Garantie decennale et vice cache une clause annulee

Une clause de non-garantie des vices cachés ne peut pas exclure la garantie décennale

Avocat garantie decennale vice cache immobilier

Cass. Civ. 3ème, 19 mars 2020, n° 18-22.983


 

L’arrêt dont il est ici question est particulièrement important compte tenu de sa portée. Il est question de la vente d’une maison d’habitation, vraisemblablement moins de 10 ans après sa construction. Le notaire a inclus dans l’acte de vente immobilière une clause très courante selon laquelle le bien est raccordé à un système d’assainissement individuel (ou collectif le cas échéant pour les ventes d’appartements en copropriété) et que l’acquéreur prenait acte de cette situation et voulait en faire son affaire personnelle sans aucun recours contre quiconque. Or, précisément, les acquéreurs constatent un dysfonctionnement du réseau d’assainissement et ils agissent contre l’entrepreneur qui a réalisé ces travaux.

La clause de non-garantie des vices cachés

La clause précitée vise principalement à faire échec, en premier lieu, aux actions en garantie des vices cachés puisqu’elle est le plus souvent couplée avec une clause de non-garantie des vices cachés. Sauf dysfonctionnement dont le vendeur aurait connaissance avant la vente (ce qui serait un dol de nature à rendre la clause inefficace), cette clause peut s’interpréter en ce que les acquéreurs acceptent de renoncer à la garantie des vices cachés sur la foi de cette déclaration.
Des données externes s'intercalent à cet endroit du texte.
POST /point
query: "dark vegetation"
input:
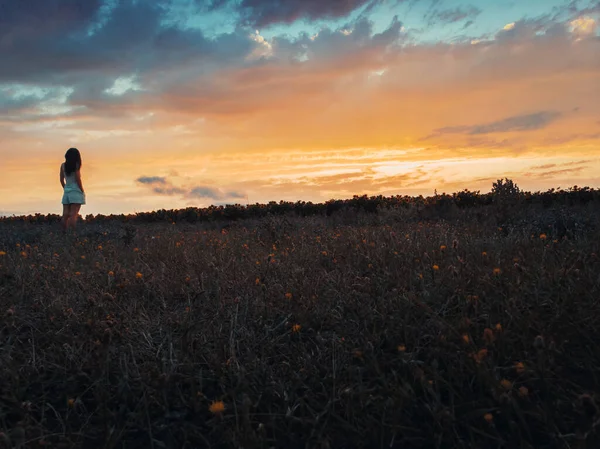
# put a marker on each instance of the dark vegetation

Son efficacité est, disons le, toute relative. Soit le vendeur ignorait tout du vice latent qui affectait le réseau et la clause de non-garantie des vices cachés suffit à l’exonérer. Soit il avait connaissance du vice et la garantie des vices cachés est due indépendamment de toute clause de non-garantie.

L'interdiction des clause empêchant la garantie décennale

En revanche, et c’est ce que décide là Cour, cette clause ne peut être d’aucun effet en matière de garantie décennale du constructeur. La garantie décennale, dite usuellement « Dommage-Ouvrage » à raison de l’assurance obligatoire qui y est attachée, est d’ordre public et aucune clause contractuelle ne peut y faire échec (article 1792-5 du Code civil). Si une clause de non-garantie est stipulée, elle est réputée non-écrite. Une clause réputée non écrite est le quasi-équivalent d’une clause nulle ou annulée, ce qui signifie que la garantie est due malgré tout. La Cour de cassation considère que la clause qui exclut « tout recours contre quiconque » a pour effet d’exclure la garantie décennale et donc qu’elle est réputée non écrite. Or, en prononçant cette sanction, cela signifierait que la clause n’existe plus du tout, ni vis-à-vis du constructeur (c’est le sens même de cet arrêt), ni vis-à-vis du vendeur (c’est une conséquence prévisible de l’arrêt). Plus encore, le notaire n’avait à l’inclure dans l’acte puisqu’il est garant – en principe – de l’efficacité des clauses qu’il rédige. La portée de cette décision est majeure car ce type de clause figure dans tous les actes de vente ou presque. Les conséquences seront donc nombreuses.